Zur Einrichtung des Geheges gehören ausreichend Äste zu Klettern und Benagen, die regelmäßig ausgewechselt werden müssen. Auch Steine und Wurzeln sorgen für eine abwechslungsreiche Gehegegestaltung. Keinesfalls fehlen darf eine Nestbox, in die sich die Hamsterratte zurückziehen kann. Als Nistmaterial eignet sich Stroh, Heu oder Küchenpapier. Die Futternäpfe sollten selbstverständlich aus Metall oder Keramik sein. Plastik wird in kürzester Zeit zernagt.
Zwar leben Gambia-Riesenhamsterratten normalerweise einzelgängerisch, in Menschenobhut ist bei ausreichend großen Gehegen auch eine paarweise Haltung möglich. Diese gelingt am Besten, wenn die Ratten bereits als Jungtiere aneinander gewöhnt werden. Die Vergesellschaftung erwachsener Tiere gelingt hingegen meist nur mit viel Geduld und Einfühlungsvermögen.

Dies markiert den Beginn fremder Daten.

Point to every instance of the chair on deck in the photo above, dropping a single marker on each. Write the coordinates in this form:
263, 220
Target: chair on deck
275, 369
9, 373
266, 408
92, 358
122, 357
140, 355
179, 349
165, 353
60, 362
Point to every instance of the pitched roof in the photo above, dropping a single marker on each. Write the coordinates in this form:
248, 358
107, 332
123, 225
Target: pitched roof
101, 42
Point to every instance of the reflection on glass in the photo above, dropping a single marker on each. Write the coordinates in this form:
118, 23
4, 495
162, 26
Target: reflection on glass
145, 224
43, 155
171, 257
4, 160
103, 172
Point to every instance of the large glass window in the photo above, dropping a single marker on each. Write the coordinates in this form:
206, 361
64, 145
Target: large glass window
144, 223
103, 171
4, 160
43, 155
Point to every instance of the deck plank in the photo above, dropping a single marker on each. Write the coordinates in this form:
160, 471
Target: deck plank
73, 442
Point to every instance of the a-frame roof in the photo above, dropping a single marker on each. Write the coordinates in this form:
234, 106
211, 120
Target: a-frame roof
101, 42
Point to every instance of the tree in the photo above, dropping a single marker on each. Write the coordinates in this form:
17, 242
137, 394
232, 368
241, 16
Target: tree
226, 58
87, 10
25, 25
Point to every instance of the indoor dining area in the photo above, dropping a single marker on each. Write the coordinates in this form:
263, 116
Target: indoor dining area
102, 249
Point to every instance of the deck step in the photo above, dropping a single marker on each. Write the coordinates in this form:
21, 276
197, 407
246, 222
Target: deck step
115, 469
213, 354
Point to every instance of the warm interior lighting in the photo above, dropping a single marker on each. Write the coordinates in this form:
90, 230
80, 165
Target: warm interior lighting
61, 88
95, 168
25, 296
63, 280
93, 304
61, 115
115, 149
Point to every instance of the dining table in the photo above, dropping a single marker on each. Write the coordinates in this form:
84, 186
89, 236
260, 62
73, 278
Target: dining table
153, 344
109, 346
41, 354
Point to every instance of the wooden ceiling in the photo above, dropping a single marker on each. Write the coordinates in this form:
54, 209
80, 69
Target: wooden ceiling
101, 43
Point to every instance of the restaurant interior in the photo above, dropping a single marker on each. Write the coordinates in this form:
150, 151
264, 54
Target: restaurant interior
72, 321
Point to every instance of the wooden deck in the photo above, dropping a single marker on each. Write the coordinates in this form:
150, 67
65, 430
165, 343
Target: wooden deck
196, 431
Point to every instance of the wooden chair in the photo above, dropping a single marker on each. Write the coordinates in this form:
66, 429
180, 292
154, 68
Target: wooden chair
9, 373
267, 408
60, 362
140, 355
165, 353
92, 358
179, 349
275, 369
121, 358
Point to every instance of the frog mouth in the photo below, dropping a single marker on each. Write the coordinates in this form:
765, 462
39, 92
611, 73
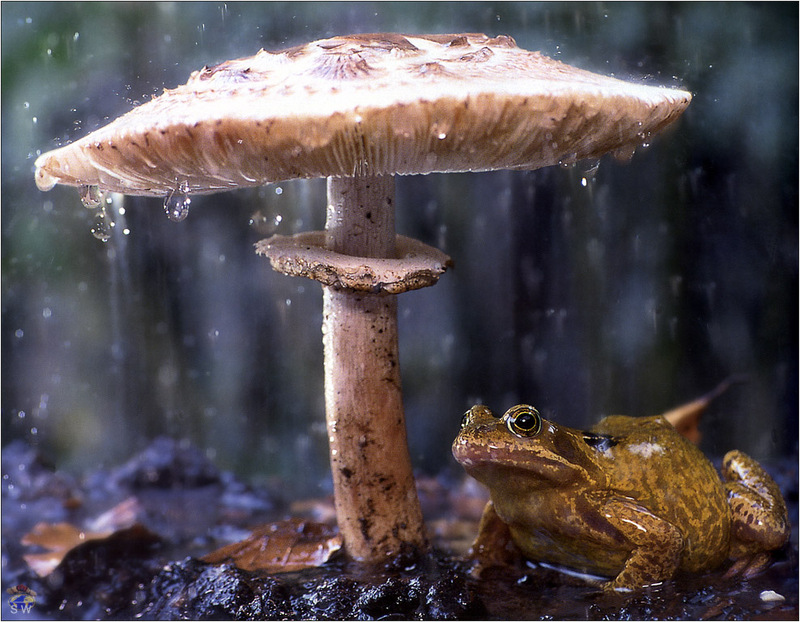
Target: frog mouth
490, 466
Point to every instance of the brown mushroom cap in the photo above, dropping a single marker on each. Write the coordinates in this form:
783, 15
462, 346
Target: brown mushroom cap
364, 105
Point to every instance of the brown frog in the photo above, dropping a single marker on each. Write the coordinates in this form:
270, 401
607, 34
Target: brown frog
630, 499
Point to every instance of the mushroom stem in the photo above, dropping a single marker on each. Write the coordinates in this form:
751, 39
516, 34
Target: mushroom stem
376, 502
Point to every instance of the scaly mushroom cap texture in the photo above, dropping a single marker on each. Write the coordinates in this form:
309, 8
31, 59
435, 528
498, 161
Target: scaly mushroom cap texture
372, 104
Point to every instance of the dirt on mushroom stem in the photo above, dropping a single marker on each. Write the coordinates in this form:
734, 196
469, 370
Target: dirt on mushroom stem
376, 503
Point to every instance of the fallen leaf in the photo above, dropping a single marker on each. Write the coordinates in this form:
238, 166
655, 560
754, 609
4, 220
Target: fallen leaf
284, 546
686, 418
58, 539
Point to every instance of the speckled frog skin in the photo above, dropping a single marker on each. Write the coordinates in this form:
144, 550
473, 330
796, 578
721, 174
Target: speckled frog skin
630, 499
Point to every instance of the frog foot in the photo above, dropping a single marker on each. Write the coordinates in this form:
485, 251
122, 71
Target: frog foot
657, 545
493, 546
759, 519
749, 566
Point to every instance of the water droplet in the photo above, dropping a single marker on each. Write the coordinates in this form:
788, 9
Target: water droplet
101, 228
91, 197
176, 205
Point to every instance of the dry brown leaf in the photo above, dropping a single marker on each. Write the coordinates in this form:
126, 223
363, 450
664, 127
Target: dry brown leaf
284, 546
58, 539
686, 418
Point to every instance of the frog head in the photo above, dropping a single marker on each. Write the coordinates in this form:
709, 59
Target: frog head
524, 448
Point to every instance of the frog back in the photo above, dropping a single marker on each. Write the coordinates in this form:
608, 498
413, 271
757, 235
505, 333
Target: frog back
651, 463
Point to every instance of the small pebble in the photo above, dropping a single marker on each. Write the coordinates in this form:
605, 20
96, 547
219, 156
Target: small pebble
768, 596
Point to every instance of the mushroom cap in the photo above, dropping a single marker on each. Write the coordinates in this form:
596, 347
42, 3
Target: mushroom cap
370, 104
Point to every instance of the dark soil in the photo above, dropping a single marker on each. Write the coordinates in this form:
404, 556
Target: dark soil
184, 507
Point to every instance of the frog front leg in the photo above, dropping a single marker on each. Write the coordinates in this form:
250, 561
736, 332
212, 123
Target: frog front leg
493, 545
759, 519
657, 544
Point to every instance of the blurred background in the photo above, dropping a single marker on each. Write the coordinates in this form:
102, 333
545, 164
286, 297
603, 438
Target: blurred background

Die Fütterung von Gambia-Riesenhamsterratten kann mit Rattenfutter und Papageienfutter erfolgen. Zudem sollten den Tieren alle Arten von Früchten wie z.B. Äpfel, Bananen, Mangos, etc. zur Verfügung stehen. Auch Gemüse wie Möhren und Sellerie können angeboten werden. Als tierische Nahrung bieten sich Mehlwürmer, Heimchen und Katzentrockenfutter an.
Besonderheiten
Aufgrund ihrer Intelligenz und ihres guten Geruchssinns werden Riesenhamsterratten erfolgreich zur Aufspürung von Landminen eingesetzt. Die hierfür notwendige Ausbildung dauert bei den intelligenten Nagern sechs bis acht Monate.